Bosch, Hieronymus

Bosch, Hieronymus, or Jerom Bos hērônˈĭməs, yāˈrôm bôs [key], c.1450–1516, Flemish painter. His surname was originally van Aeken; Bosch refers to 's-Hertogenbosch (popularly called Den Bosch), where he was born and worked. Little is known of his life and training, although it is clear that he belonged to a family of painters. His paintings are executed in brilliant colors and with an uncanny mastery of detail, filled with strangely animated objects, bizarre plants and animals, and monstrous, amusing, or diabolical figures believed to have been suggested by folk legends, allegorical poems, moralizing religious literature, and aspects of late Gothic art. Such works as the Garden of Earthly Delights (Prado) appear to be intricate allegories; their symbolism, however, is obscure and has consistently defied unified interpretation. Bosch clearly had an interest in the grotesque, the diabolical, the exuberant, and the macabre. He also may have been the first European painter to depict scenes of everyday life, although often with a strong element of the bizarre.
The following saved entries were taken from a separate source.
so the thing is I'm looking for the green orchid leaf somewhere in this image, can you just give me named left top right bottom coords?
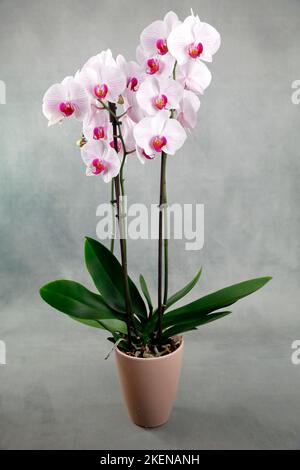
left=163, top=277, right=272, bottom=328
left=84, top=237, right=147, bottom=319
left=69, top=317, right=104, bottom=329
left=139, top=274, right=153, bottom=314
left=165, top=267, right=202, bottom=311
left=70, top=317, right=127, bottom=334
left=98, top=319, right=127, bottom=334
left=161, top=311, right=231, bottom=342
left=40, top=280, right=127, bottom=334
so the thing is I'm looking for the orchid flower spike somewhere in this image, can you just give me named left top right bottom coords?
left=81, top=140, right=120, bottom=182
left=136, top=76, right=184, bottom=115
left=133, top=110, right=186, bottom=157
left=168, top=14, right=221, bottom=65
left=42, top=76, right=89, bottom=127
left=79, top=49, right=126, bottom=103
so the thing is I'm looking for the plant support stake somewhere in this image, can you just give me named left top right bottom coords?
left=109, top=101, right=134, bottom=347
left=158, top=150, right=168, bottom=339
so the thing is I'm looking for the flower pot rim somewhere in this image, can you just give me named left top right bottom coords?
left=115, top=338, right=184, bottom=362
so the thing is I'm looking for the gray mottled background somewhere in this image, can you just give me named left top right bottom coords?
left=0, top=0, right=300, bottom=450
The Temptation of St. Anthony and The Last Judgment were recurring themes; versions of the Adoration of the Magi are in the Metropolitan Museum and in the Philadelphia Museum, which also has the Mocking of Christ. He had many imitators and signed only seven of his paintings, and scholars have attributed over the years fewer and fewer of the works originally thought to be his to him. By the beginning of the 21st cent., only 25 to 30 paintings and some 20 drawings were definitively ascribed to Bosch. He deeply influenced the work of Peter Bruegel the Elder, and in the 20th cent. was hailed as a forerunner of the surrealists; his work continues to be influential.

See his paintings, ed. by G. Martin (1966, repr. 1971); biographies by W. Fraenger (1983), W. S. Gibson (1985), and G. Schwartz (2016); studies by J. Snyder, ed. (1973) and G. Schwartz (1997).